Как-то днем мы с Жюльеттой побывали в этой деревне, чье название «Сюмен», найденное на карте, давно привлекало меня; мы обнаружили там церковь, сплошь расписанную внутри четкими чистенькими фресками пастельных тонов, какие встречаются в некоторых немецких кирхах. Мы долго сидели перед ними в светлой тишине церкви, спрашивая себя, как появились эти изображения здесь, в Лангедоке, где церкви мрачны, зачастую грязны и запущены и где редко можно встретить подобную красоту. Потом, пользуясь прекрасной погодой, мы взобрались на ближний холм по узкой тропинке, огороженной каменным бортиком. Воздух был чист и прохладен, поля безлюдны. Я зашел через приоткрытую железную калитку в чей-то огород, уже опустевший в это время года — если не считать нескольких грядок капусты и порея, — но хранивший следы кропотливого труда. Я представил себе какого-нибудь старика, который каждое утро поднимается сюда из деревни с лопатой и мотыгой на плече, чтобы по нескольку часов сажать, полоть, поливать, и вдруг всплыло воспоминание о дяде: я часто наблюдал, как он возился в огороде — в своих сабо, в соломенной шляпе, сдвинутой на затылок, с лопатой в руках. И я снова вспомнил о нем, когда набрел на сарайчик и, распахнув дверь, закрытую на простую щеколду, различил в полумраке стол, скамью, небольшой верстак и всевозможные инструменты, развешанные по стенам. Я подумал: вот подходящее для него место, словно бы по заказу. Обернувшись, я увидел в распахнутую дверь деревенскую колокольню, которая находилась прямо под нами, до странности близко. Циферблат ее часов показался мне огромным, черные стрелки показывали четверть пятого, и глухо, один раз, ударил колокол. То, что я испытывал в ту минуту, по правде сказать, не было ни тоской, ни печалью, а скорее ощущением легкой нереальности, которое возникло у меня еще в церкви и не оставляло все то время, что мы спускались по холму вниз в мирных неярких лучах предзакатного солнца.

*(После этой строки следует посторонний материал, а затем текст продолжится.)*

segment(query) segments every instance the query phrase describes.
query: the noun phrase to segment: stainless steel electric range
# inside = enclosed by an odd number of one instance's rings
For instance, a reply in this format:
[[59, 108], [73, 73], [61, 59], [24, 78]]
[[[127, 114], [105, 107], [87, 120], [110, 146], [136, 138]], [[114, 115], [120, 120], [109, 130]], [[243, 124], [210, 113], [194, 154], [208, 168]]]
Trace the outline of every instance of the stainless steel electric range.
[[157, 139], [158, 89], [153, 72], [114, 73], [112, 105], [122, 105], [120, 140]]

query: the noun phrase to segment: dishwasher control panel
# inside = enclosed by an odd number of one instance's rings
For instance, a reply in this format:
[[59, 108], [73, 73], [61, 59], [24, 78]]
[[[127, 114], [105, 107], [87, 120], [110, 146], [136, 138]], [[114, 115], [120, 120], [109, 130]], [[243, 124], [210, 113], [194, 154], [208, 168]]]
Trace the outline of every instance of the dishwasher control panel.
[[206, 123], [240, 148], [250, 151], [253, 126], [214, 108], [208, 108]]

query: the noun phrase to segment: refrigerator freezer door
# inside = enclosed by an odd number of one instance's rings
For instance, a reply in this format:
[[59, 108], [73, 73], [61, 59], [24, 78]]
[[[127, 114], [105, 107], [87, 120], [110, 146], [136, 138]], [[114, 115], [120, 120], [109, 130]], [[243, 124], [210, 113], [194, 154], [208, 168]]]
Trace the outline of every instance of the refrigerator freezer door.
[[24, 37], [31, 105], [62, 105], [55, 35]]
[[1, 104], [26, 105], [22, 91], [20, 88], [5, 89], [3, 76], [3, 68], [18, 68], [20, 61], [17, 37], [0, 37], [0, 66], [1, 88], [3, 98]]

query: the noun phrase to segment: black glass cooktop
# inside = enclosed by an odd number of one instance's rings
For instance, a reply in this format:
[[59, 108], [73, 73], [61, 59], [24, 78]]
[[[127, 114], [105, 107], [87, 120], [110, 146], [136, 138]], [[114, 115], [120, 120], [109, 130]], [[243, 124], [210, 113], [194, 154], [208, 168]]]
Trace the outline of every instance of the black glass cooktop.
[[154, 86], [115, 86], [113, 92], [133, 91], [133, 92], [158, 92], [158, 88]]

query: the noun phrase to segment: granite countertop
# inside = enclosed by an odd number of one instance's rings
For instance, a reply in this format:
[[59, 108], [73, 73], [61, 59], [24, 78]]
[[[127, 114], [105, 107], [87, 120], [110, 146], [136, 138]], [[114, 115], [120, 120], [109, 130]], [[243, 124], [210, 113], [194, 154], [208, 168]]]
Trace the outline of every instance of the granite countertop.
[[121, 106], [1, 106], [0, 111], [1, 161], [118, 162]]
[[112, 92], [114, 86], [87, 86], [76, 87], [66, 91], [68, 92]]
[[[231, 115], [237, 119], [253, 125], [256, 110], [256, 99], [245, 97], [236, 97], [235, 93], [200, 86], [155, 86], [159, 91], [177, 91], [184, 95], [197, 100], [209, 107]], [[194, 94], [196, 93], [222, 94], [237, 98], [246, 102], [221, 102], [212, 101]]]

А в телефонной трубке все звучал голос, который я на несколько секунд перестал слышать.
Наверное, я прошептал что-то вроде «Да-да, так оно и было!», потому что Жаклина переспросила:
— Как?
— Нет, ничего. Я приеду завтра вечером.
Я приехал в Монтаржи, где, как и всегда, меня встречал туман. Ставни в дядиной спальне были закрыты. Жаклина обняла меня, ее лицо было печально. Она все время как-то напряженно говорила глухим монотонным голосом. Но держалась она спокойнее, чем я ожидал. Она повторила подробности его смерти: как он положил бритву, как она поймала в зеркале его взгляд. Она сказала:
— Странно, но я испытываю, пожалуй, даже облегчение. Долгие годы я столько раз переживала эти минуты в своем воображении, мне казалось, я не перенесу этого, и вдруг, когда он умер, меня как будто отпустило что-то. Я сказала это доктору, а он мне ответил сквозь зубы: «У вас нет сердца!» Он ничего не понял. Но ты-то понимаешь, да? Я ведь знаю, что потом, позже…

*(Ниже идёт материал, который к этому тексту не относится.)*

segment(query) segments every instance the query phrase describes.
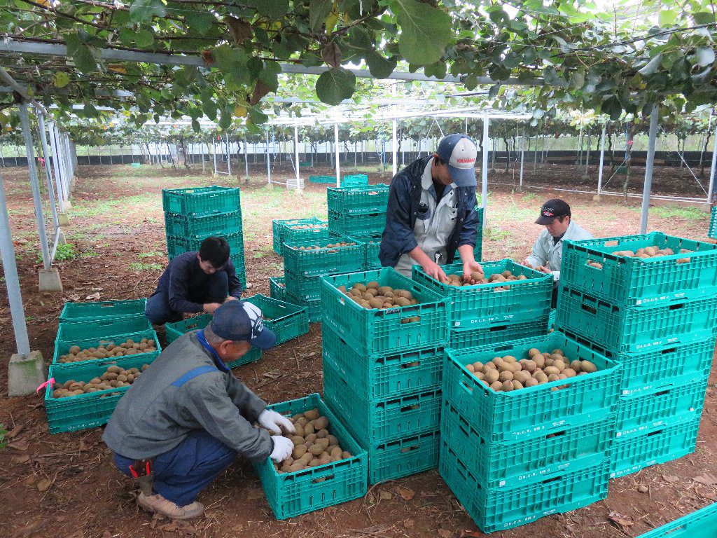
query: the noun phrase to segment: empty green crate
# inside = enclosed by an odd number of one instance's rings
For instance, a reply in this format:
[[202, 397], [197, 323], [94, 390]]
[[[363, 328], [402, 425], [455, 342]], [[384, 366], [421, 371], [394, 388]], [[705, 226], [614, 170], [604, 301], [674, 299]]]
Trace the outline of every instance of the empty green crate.
[[615, 417], [565, 427], [546, 435], [490, 443], [449, 402], [441, 411], [441, 435], [487, 489], [541, 481], [555, 473], [589, 467], [608, 456]]
[[352, 384], [324, 362], [323, 397], [361, 443], [374, 444], [440, 428], [440, 389], [369, 402]]
[[386, 211], [388, 203], [389, 186], [382, 184], [326, 189], [326, 204], [330, 212], [348, 214], [381, 212]]
[[[72, 340], [72, 341], [64, 341], [62, 340], [57, 340], [54, 343], [54, 353], [52, 356], [52, 364], [57, 365], [57, 369], [62, 371], [72, 371], [77, 368], [78, 365], [87, 365], [87, 364], [99, 364], [106, 362], [107, 361], [115, 360], [115, 358], [105, 358], [105, 359], [92, 359], [87, 361], [78, 361], [77, 362], [60, 362], [60, 357], [62, 355], [66, 355], [70, 351], [70, 348], [72, 346], [79, 346], [80, 349], [87, 349], [90, 347], [98, 347], [98, 346], [108, 346], [110, 344], [114, 344], [115, 346], [118, 346], [120, 344], [124, 344], [127, 341], [128, 339], [132, 339], [134, 341], [138, 342], [142, 340], [142, 339], [146, 338], [148, 340], [154, 341], [154, 345], [156, 346], [156, 350], [153, 351], [149, 351], [148, 353], [136, 353], [132, 355], [126, 355], [126, 357], [152, 357], [150, 360], [153, 360], [153, 358], [157, 357], [162, 351], [162, 346], [159, 345], [159, 340], [157, 339], [157, 334], [151, 330], [148, 329], [146, 331], [141, 331], [135, 333], [128, 333], [125, 334], [118, 334], [112, 336], [103, 336], [102, 338], [91, 338], [87, 340]], [[120, 358], [120, 357], [117, 357]]]
[[325, 463], [295, 473], [279, 473], [271, 461], [255, 463], [267, 501], [277, 519], [358, 499], [368, 489], [368, 456], [318, 394], [269, 406], [282, 415], [293, 415], [318, 408], [329, 420], [330, 433], [341, 448], [351, 454], [345, 460]]
[[[552, 275], [507, 259], [485, 262], [482, 265], [486, 277], [508, 270], [526, 279], [455, 286], [440, 282], [424, 273], [420, 265], [414, 265], [413, 280], [450, 299], [449, 319], [450, 326], [455, 329], [534, 321], [549, 314], [553, 293]], [[463, 275], [463, 264], [460, 262], [442, 265], [441, 268], [446, 275]]]
[[717, 503], [640, 534], [637, 538], [714, 538], [716, 527]]
[[91, 323], [99, 319], [141, 317], [146, 308], [146, 299], [65, 303], [60, 314], [60, 321], [62, 323]]
[[[64, 383], [70, 379], [87, 382], [94, 377], [100, 377], [110, 366], [116, 365], [125, 369], [141, 369], [143, 365], [151, 364], [154, 358], [130, 355], [107, 360], [101, 364], [76, 363], [78, 367], [72, 369], [62, 369], [58, 365], [52, 364], [49, 379], [54, 379], [56, 383]], [[120, 387], [65, 398], [53, 398], [52, 389], [48, 386], [45, 390], [44, 405], [49, 433], [72, 432], [106, 424], [117, 402], [129, 388]]]
[[561, 286], [557, 326], [612, 354], [687, 344], [714, 335], [717, 297], [625, 308]]
[[386, 212], [364, 214], [348, 214], [328, 212], [328, 229], [341, 235], [375, 235], [382, 234], [386, 227]]
[[[496, 392], [465, 367], [477, 361], [485, 364], [496, 356], [527, 359], [528, 351], [533, 347], [562, 349], [571, 361], [589, 360], [598, 370], [519, 390]], [[445, 354], [444, 397], [490, 443], [543, 437], [568, 425], [601, 420], [614, 412], [617, 405], [619, 365], [558, 331], [462, 352], [447, 349]]]
[[553, 514], [587, 506], [607, 496], [607, 460], [542, 480], [500, 489], [482, 486], [474, 469], [442, 442], [438, 470], [483, 532], [512, 529]]
[[[200, 329], [204, 329], [212, 321], [212, 314], [204, 313], [195, 316], [193, 318], [183, 319], [181, 321], [165, 324], [164, 333], [167, 344], [171, 344], [183, 334], [186, 334], [191, 331], [198, 331]], [[258, 361], [262, 358], [262, 351], [261, 349], [252, 346], [252, 348], [246, 354], [240, 357], [233, 362], [227, 363], [227, 367], [229, 368], [235, 368], [237, 366]]]
[[166, 212], [185, 215], [226, 213], [239, 211], [241, 199], [237, 187], [163, 189], [162, 206]]
[[[675, 253], [648, 258], [612, 254], [648, 246], [669, 247]], [[560, 280], [622, 308], [711, 297], [717, 295], [717, 245], [659, 232], [566, 241]]]
[[261, 294], [244, 300], [262, 311], [264, 324], [276, 334], [277, 346], [309, 331], [308, 314], [305, 308]]
[[695, 451], [700, 417], [615, 439], [610, 451], [610, 478], [682, 458]]
[[324, 326], [321, 331], [323, 360], [344, 379], [360, 397], [374, 401], [407, 392], [441, 386], [443, 348], [431, 347], [386, 355], [366, 355]]
[[650, 392], [621, 397], [617, 403], [617, 435], [625, 436], [673, 423], [678, 417], [689, 420], [702, 414], [709, 372], [680, 384], [665, 382]]
[[547, 334], [546, 314], [534, 321], [503, 323], [483, 329], [453, 329], [450, 331], [448, 347], [463, 350], [529, 337], [540, 338]]
[[284, 277], [272, 276], [269, 278], [269, 295], [279, 301], [286, 301], [286, 284]]
[[316, 218], [315, 217], [311, 217], [308, 219], [288, 219], [284, 220], [272, 220], [272, 228], [273, 231], [273, 242], [272, 245], [274, 247], [274, 252], [278, 254], [280, 256], [283, 255], [282, 253], [281, 245], [285, 240], [284, 238], [284, 232], [288, 226], [292, 226], [295, 225], [304, 225], [304, 224], [320, 224], [321, 220]]
[[410, 476], [438, 466], [441, 433], [425, 432], [367, 448], [369, 483]]
[[164, 230], [167, 235], [194, 238], [238, 233], [242, 232], [242, 212], [208, 215], [165, 213]]
[[[337, 247], [338, 242], [354, 245]], [[328, 246], [331, 245], [331, 246]], [[310, 247], [319, 247], [311, 248]], [[284, 243], [284, 270], [300, 276], [361, 270], [365, 263], [363, 243], [350, 237], [326, 237]]]
[[[446, 299], [392, 268], [321, 279], [324, 322], [359, 353], [397, 353], [441, 346], [448, 339]], [[386, 310], [364, 308], [337, 289], [340, 285], [348, 289], [356, 283], [373, 280], [381, 285], [408, 290], [419, 304]]]

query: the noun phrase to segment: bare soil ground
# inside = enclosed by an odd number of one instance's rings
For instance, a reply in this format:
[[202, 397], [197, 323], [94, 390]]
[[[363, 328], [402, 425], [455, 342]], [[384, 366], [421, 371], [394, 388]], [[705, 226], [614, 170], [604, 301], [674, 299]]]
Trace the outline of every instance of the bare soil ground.
[[[572, 188], [581, 171], [563, 169], [560, 174], [546, 172], [540, 184]], [[97, 293], [102, 299], [136, 298], [153, 291], [166, 263], [163, 187], [217, 182], [242, 187], [250, 293], [268, 295], [268, 277], [282, 271], [282, 260], [271, 248], [272, 219], [326, 214], [326, 185], [307, 182], [303, 194], [267, 188], [265, 169], [258, 164], [252, 167], [248, 184], [243, 178], [226, 176], [213, 180], [196, 169], [81, 167], [73, 189], [72, 221], [66, 229], [77, 257], [57, 263], [65, 291], [53, 295], [37, 290], [39, 247], [27, 174], [14, 169], [0, 172], [9, 199], [31, 346], [41, 351], [47, 361], [52, 359], [57, 318], [65, 301], [83, 301]], [[275, 174], [285, 177], [291, 171]], [[512, 177], [497, 175], [499, 181], [501, 177]], [[676, 181], [675, 176], [670, 171], [658, 171], [655, 190], [684, 194], [686, 191], [680, 187], [685, 187], [686, 180]], [[387, 182], [389, 178], [372, 172], [371, 179], [375, 183]], [[483, 258], [527, 255], [540, 231], [533, 224], [538, 207], [543, 199], [557, 194], [492, 187]], [[576, 221], [596, 236], [638, 231], [639, 200], [625, 204], [615, 198], [597, 203], [590, 195], [564, 197], [573, 206]], [[649, 227], [697, 238], [705, 236], [708, 225], [706, 214], [696, 209], [661, 204], [652, 208]], [[265, 353], [257, 363], [239, 367], [235, 374], [270, 402], [320, 392], [320, 325], [314, 324], [308, 334]], [[0, 341], [0, 357], [4, 357], [0, 388], [6, 395], [7, 359], [15, 346], [4, 289], [0, 289], [0, 334], [4, 335]], [[592, 506], [493, 536], [635, 537], [717, 501], [714, 483], [695, 480], [706, 473], [717, 474], [716, 380], [713, 369], [693, 454], [612, 481], [607, 499]], [[114, 468], [100, 440], [100, 428], [50, 435], [42, 396], [2, 397], [0, 423], [11, 430], [9, 447], [0, 450], [0, 528], [14, 538], [483, 536], [436, 471], [374, 486], [364, 498], [352, 502], [277, 522], [256, 474], [249, 464], [239, 461], [200, 495], [207, 506], [204, 518], [191, 524], [153, 518], [138, 509], [136, 494]], [[639, 486], [647, 486], [647, 492], [640, 493]]]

Друзья семьи, с которыми я едва был знаком, суетились в кухне. Она спросила:
— Хочешь на него взглянуть? Он там, в спальне. Его уже положили в гроб.
Простой белый гроб, без всякой драпировки и украшений, стоял на козлах возле кровати. Я поднял крышку. И долго смотрел на это бесстрастное, спокойное лицо, восковое, как у всех покойников, на знакомую складку губ, мне часто говорили, что рот у меня точь-в-точь как у дяди.